Marie Gleeson on stage at Pendulum Summit 2022.
Marie Gleeson on stage at Pendulum Summit 2022.

As a former female captain in the Irish Naval Service for over 20 years, and one of the Navy's first female officers, Marie Gleeson had to adjust to being a woman in leadership in such an industry.

Speaking on stage at the Pendulum Summit 2022 in Dublin's RDS, she recalled how while on a mission to Chad with the UN she encountered people who weren't used to listening to a woman leader. Rather than give up on her efforts, she listened to them.

"I had to understand their perspective", she tells RTÉ Lifestyle. "I had to sit down with them and ask questions and be curious, and go away and do my own research.

"It was a very easy assumption for me to make that they were being sexist or to judge them, but actually I had to step away from judgement and educate myself, and understand why it was they thought that way."

She adds that "we do make an awful lot of assumptions, we jump to assumptions quite quickly". "I do that myself even now, and I have to stop myself and challenge myself."

As a mother to two young girls, aged six and five, Gleeson says she's wary of the habit in "the current culture" to "shut people down very, very quickly".

"I suppose I'm concerned for my girls going into the future ... about this perception that there's only one voice in the room and if you've a different opinion you'll be shut down or not allowed have your opportunity to speak", she says.

As a cadet and then captain of the L.E. Aoife, Gleeson says she thrived on conversation and differing opinions: "I love debate, I live on debate. I love different perspectives, I love arguing my perspective, but I love sometimes learning that I'm wrong or that there's a different thought process. Be open, be curious and educate yourself before you make a judgement."

Marie Gleeson on stage at Pendulum Summit 2022

Gleeson mastered openness and curiosity as a captain, as managing a team challenged her to become more empathetic and honest. In this way, there's clearly overlap with motherhood, something Gleeson talks about with sensitivity and passion.

"I'm not as calm and composed as a mother!" she laughs, though when I ask how she skills carry over between work and home. "I think my children would say that or my husband would say it.

"It's so weird, actually, my perspective as a mother is not as strong as my perspective as a leader in some respects.
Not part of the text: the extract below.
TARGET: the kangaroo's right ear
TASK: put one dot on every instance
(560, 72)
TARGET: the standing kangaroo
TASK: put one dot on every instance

I find I have to step back out sometimes and check myself in my response to things."

However, ever the leader, Gleeson says one focus of hers as a mother is to "inspire them to believe in themselves".

"It may sound silly but we do have this little thing at home, that 'you can do it!' It could be as simple as one of the girls fell off her bike in a really bad accident, was really unsure about getting back up again but it was that, 'let's do it, let's do it slowly, you can do it'.

"My little girls will run around now and I'll hear them talking to each other and it's like, you can do it! I'm thinking, I hope they don't go too far with some of this stuff!"